Arsteca.net

Facade Grants Useful

Post-Standard letter to the Editor.

February 9, 2009

To the Editor:

In Sunday's article on reviving downtown, John L. Gann Jr. rallies against facade renovation grants as if that is where virtually all the city's efforts and development dollars are focused. Facade grants are a tiny component of economic development. However, they stimulate renovation projects many times the grant value, as well as beautify the city and attract more residents.

Gann argues that we can't achieve real change by just changing our looks. I agree. But Gann's formula is change through marketing (he's a marketing guy), but that's an even greater emphasis on "looks". Marketing is fine. But it should be based on true great things that are happening, not just embellishment. We must create those things.

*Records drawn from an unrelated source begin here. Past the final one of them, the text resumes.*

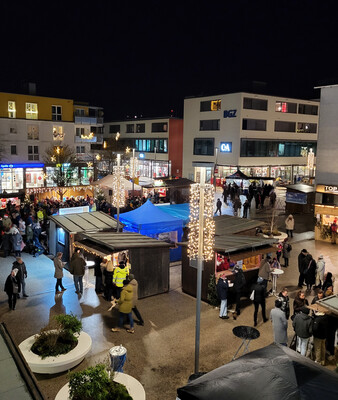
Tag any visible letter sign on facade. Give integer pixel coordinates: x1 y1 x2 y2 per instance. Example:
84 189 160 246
219 142 232 153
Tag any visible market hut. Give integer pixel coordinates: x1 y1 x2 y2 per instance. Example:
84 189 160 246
74 232 170 298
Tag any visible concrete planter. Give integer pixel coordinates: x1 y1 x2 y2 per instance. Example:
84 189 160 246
19 332 92 374
55 372 146 400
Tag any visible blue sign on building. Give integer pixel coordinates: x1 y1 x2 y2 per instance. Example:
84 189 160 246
224 110 237 118
219 142 232 153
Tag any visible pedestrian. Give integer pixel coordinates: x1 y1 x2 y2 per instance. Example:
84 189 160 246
270 299 288 346
291 290 309 320
278 287 290 320
215 199 222 215
316 254 325 288
113 261 128 299
252 277 268 326
112 279 135 333
298 249 308 289
216 274 229 319
233 265 246 319
53 251 67 294
5 268 21 310
303 253 317 290
292 307 312 356
12 257 29 297
69 249 86 294
128 274 144 326
282 238 292 268
312 311 329 366
285 214 295 237
330 219 337 244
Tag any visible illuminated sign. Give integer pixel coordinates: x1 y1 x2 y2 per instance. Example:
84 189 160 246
0 164 45 168
224 110 237 118
219 142 232 153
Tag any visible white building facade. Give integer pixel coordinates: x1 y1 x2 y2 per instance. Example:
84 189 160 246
183 92 319 182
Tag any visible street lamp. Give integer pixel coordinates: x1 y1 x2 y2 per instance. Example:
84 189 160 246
112 154 125 232
188 167 215 374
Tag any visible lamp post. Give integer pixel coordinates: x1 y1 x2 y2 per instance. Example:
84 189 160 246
112 154 125 232
188 167 215 374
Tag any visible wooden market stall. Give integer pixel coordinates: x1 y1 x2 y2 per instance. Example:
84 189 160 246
181 215 277 301
74 232 171 298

We should focus our energies on structural changes and rethink our economic development policies and incentive programs. People want community. People are attracted to places with high cultural vitality. Where people want to live, jobs follow. A culturally vibrant city core makes for a strong city. A strong city makes for strong suburbs. Let's stop pushing downtown into being a glorified office park, and instead bring back the mixed-use residential commercial environment that existed before poorly conceived economic development policies destroyed it. People spend 3/4 of their income where they live, and only 1/4 where they work. If downtown office workers---many of whom live outside Syracuse---moved into Syracuse and their offices moved to the suburbs, the economic and cultural vitality of Syracuse would improve dramatically.

Bring on the facade grants, historic preservation grants, residential development, great schools, business development from within, plus more and broader diversity of residents. Structural change (economic and cultural) for a sustainable and prosperous future.